COMMENTARY

Fine-Tuning Hepatitis B Treatment Strategies

Digestive Disease Week (DDW) 2017

William F. Balistreri, MD

Disclosures

June 28, 2017

Measuring the Risks of Chronic Hepatitis B

Data presented at this year's Digestive Disease Week offer novel insights into the rate of and risk for advanced fibrosis in patients with hepatitis B virus (HBV) infection.

Up to 40% of patients with chronic hepatitis B will develop cirrhosis or cirrhosis-related complications during the course of their disease.[1] Early diagnosis of HBV through effective screening programs allows timely initiation of therapy to prevent disease progression and decompensation. Delays in diagnosis, which may be more common among underserved safety-net populations, contribute to more severe disease at presentation, and thus greater morbidity and mortality.

Wong and colleagues[2] retrospectively evaluated rates and predictors of advanced liver disease (eg, cirrhosis and cirrhosis-related complications) at presentation among adults with chronic HBV. They assessed a cohort of consecutive adults seen in the gastroenterology clinics at a large community-based safety-net hospital system. The prevalence of cirrhosis or cirrhosis-related complications (eg, ascites, variceal bleeding, hepatic encephalopathy, or hepatocellular carcinoma [HCC]) at initial presentation was evaluated and further stratified by sex and race/ethnicity (Asian vs non-Asian).

Among 329 patients with chronic HBV infection, 28% had cirrhosis at initial presentation, 4% had ascites, 4% had variceal bleeding, 5% had encephalopathy, and 4% had HCC. Compared with HBV-infected women, HBV-infected men were more likely to have cirrhosis (35% vs 19%; P < .01) and variceal bleeding (5.6% vs 1.4%; P < .05) at initial presentation. No significant race/ethnicity-specific differences were observed in rates of cirrhosis or cirrhosis-related complications at presentation. HBV-infected patients with concurrent nonalcoholic fatty liver disease demonstrated a trend toward higher rates of cirrhosis at initial presentation (33% vs 25%; P value nonsignificant).

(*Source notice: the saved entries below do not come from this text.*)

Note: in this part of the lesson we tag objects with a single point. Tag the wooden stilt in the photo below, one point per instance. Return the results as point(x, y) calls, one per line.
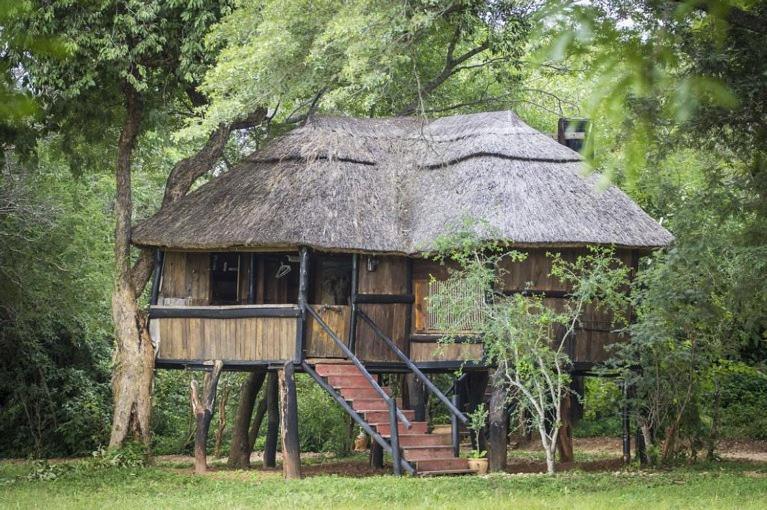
point(203, 412)
point(498, 431)
point(258, 418)
point(291, 452)
point(376, 455)
point(239, 452)
point(626, 425)
point(272, 421)
point(416, 394)
point(476, 384)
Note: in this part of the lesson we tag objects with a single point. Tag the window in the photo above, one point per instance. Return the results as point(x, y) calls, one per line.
point(224, 278)
point(464, 305)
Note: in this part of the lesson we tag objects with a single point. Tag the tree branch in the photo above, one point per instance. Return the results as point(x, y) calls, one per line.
point(452, 65)
point(736, 17)
point(183, 176)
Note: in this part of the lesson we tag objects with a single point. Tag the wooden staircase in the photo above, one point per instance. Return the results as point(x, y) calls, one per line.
point(430, 454)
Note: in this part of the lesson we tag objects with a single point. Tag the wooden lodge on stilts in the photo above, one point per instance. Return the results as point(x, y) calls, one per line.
point(308, 257)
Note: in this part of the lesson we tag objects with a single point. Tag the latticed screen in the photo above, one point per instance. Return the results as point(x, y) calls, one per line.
point(465, 309)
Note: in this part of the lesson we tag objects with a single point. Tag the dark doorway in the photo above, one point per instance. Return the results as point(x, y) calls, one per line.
point(224, 277)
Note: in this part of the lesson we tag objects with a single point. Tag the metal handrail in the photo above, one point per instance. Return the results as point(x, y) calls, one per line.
point(349, 354)
point(389, 448)
point(409, 363)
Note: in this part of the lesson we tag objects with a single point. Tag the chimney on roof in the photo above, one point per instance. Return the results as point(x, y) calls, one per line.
point(572, 132)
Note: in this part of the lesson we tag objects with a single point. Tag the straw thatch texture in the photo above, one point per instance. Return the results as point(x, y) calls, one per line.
point(394, 185)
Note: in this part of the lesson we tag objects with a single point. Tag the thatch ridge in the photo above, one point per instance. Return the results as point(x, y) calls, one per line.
point(394, 185)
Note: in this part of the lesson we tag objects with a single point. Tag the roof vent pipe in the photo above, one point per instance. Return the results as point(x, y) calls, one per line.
point(572, 132)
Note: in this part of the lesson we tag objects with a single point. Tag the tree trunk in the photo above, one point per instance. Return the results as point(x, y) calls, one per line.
point(134, 352)
point(548, 448)
point(203, 412)
point(565, 436)
point(239, 452)
point(272, 421)
point(221, 428)
point(291, 451)
point(133, 372)
point(498, 432)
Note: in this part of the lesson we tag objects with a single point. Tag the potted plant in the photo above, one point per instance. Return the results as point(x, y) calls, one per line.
point(477, 457)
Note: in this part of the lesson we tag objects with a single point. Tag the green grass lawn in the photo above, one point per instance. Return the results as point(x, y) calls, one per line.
point(79, 485)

Thus, among adults with chronic HBV at an ethnically diverse safety-net hospital system, nearly 30% of patients had cirrhosis at initial presentation, with the greatest risk seen among males and patients with concurrent nonalcoholic fatty liver disease.

The investigators urged an enhancement of efforts to diagnose and treat this population, including development of patient awareness programs, adherence to testing and follow-up strategies, and improved communication with and access to patients.